Born in Călărași, he graduated from Nicolae Bălcescu High School (now Barbu Știrbei National College). He then attended the Faculty of Law at the University of Bucharest from which he graduated in 1995 with the essay "Organized crime - a transnational phenomenon - and its impact on Romanian society".

He has attended post-university courses and holds degrees in various other fields: political studies, marketing and management of naval transportation operations, banking and stock markets, national security studies and diplomacy.

== Early career ==

From 1995 to 1997 he was a criminal law judge at the Constanța court. He left his position in 1997, in order to become a lawyer, coordinator of a private law office and legal Adviser for C.N.M. Romline Constanța, a Romanian state-owned naval transportation company.

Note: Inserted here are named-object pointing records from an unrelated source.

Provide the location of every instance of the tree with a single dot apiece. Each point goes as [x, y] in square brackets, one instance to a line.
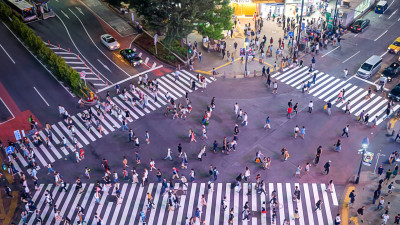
[218, 19]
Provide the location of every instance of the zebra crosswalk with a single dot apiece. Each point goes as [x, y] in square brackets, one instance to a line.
[327, 88]
[134, 201]
[46, 154]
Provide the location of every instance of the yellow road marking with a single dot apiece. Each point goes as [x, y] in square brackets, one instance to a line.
[345, 208]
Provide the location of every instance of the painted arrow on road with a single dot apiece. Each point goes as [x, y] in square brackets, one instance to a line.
[64, 14]
[104, 65]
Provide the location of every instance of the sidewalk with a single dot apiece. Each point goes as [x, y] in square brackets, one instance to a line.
[270, 29]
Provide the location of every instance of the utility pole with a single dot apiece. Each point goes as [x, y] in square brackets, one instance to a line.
[299, 30]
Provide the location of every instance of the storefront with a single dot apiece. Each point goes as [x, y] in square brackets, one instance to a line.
[262, 7]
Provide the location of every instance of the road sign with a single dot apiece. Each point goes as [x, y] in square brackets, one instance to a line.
[10, 149]
[17, 135]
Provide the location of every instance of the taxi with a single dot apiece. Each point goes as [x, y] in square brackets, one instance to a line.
[395, 46]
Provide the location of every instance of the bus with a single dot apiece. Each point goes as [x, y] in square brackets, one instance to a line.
[22, 9]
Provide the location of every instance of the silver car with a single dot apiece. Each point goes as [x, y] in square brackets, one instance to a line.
[109, 42]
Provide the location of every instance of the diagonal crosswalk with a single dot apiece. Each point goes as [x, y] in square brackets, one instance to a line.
[134, 200]
[327, 88]
[84, 135]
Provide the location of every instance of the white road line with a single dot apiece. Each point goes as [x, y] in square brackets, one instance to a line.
[330, 51]
[41, 96]
[209, 206]
[182, 203]
[189, 213]
[371, 103]
[310, 211]
[254, 203]
[334, 197]
[327, 206]
[236, 205]
[280, 199]
[351, 56]
[395, 11]
[136, 206]
[218, 200]
[156, 198]
[7, 53]
[289, 198]
[228, 196]
[59, 199]
[300, 206]
[171, 213]
[316, 198]
[201, 193]
[244, 200]
[381, 35]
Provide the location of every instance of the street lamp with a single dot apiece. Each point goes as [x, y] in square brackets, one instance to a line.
[246, 43]
[364, 145]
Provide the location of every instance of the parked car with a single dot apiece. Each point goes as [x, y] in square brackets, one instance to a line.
[370, 67]
[109, 42]
[395, 46]
[130, 56]
[395, 93]
[359, 25]
[392, 71]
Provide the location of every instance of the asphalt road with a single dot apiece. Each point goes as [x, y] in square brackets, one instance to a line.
[29, 84]
[356, 48]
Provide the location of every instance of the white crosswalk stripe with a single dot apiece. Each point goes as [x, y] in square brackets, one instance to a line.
[327, 88]
[212, 213]
[109, 122]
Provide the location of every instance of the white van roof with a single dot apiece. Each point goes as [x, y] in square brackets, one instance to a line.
[382, 3]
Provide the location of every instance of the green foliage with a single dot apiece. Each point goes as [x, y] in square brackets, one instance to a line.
[218, 20]
[55, 63]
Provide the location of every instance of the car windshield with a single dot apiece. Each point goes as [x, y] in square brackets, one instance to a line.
[366, 66]
[110, 39]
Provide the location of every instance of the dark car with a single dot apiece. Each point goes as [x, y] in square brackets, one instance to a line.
[392, 71]
[130, 56]
[395, 93]
[359, 25]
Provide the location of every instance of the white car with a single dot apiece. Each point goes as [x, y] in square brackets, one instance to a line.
[109, 42]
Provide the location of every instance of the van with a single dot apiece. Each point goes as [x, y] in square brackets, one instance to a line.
[381, 7]
[370, 67]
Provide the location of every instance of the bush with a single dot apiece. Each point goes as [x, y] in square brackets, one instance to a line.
[55, 63]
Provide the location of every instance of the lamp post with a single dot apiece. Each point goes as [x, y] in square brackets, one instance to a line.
[365, 144]
[246, 43]
[299, 30]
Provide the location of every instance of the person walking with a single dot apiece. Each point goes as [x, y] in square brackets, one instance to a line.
[346, 131]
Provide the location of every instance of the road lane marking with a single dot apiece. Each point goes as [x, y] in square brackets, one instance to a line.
[392, 14]
[41, 96]
[351, 56]
[7, 53]
[381, 35]
[330, 51]
[64, 14]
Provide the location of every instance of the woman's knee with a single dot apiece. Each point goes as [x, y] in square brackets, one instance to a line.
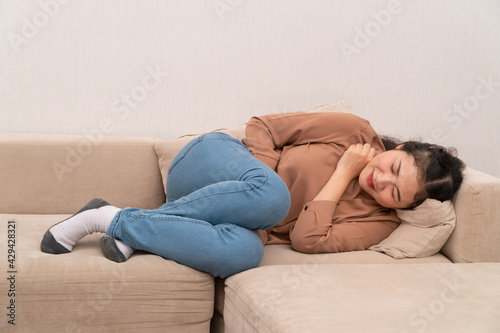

From 1999 to 2003 he once again held the position of judge at the Constanța court, specialized in civil law. In 2003 he became a lawyer, partner and coordinator of "Margarit, Florov and partners" private law office, position which he held until 2005.

From April, 2005 to September, 2008 he held management positions in the Autoritatea pentru Valorificarea Activelor Statului (AVAS - the Romanian agency in charge of management of state-owned assets), and from August, 2008 to September, 2009 he held the position of lawyer and partner of "Stefanica and Florea" private law office.

In 2009 he returned to Romanian public administration, where he was named as a personal Adviser for the Romanian minister of Transportation and Infrastructure and then vice-president of AVAS, position which he held until his resignation, at the end of 2011.

As of 2012, Daniel Florea holds the position of lawyer, partner and coordinator of "Daniel Florea and partners" private law office.

== Political career ==

At the end of 2012, he was elected to the Chamber of Deputies, having won his constituency in the county of Călărași by a landslide. He became the only representative of the PSD in Călărași County for the 2012–2016 legislature.

He was a member of the Committee for Legal Matters, Discipline, and Immunities of the Romanian Chamber of Deputies, a member of the Joint Parliamentary Committee for the Review of the Romanian Constitution and also a member of the Parliamentary Assembly of the Council of Europe.

In June 2016, he was elected mayor of Bucharest's Sector 5, defeating incumbent Marian Vanghelie.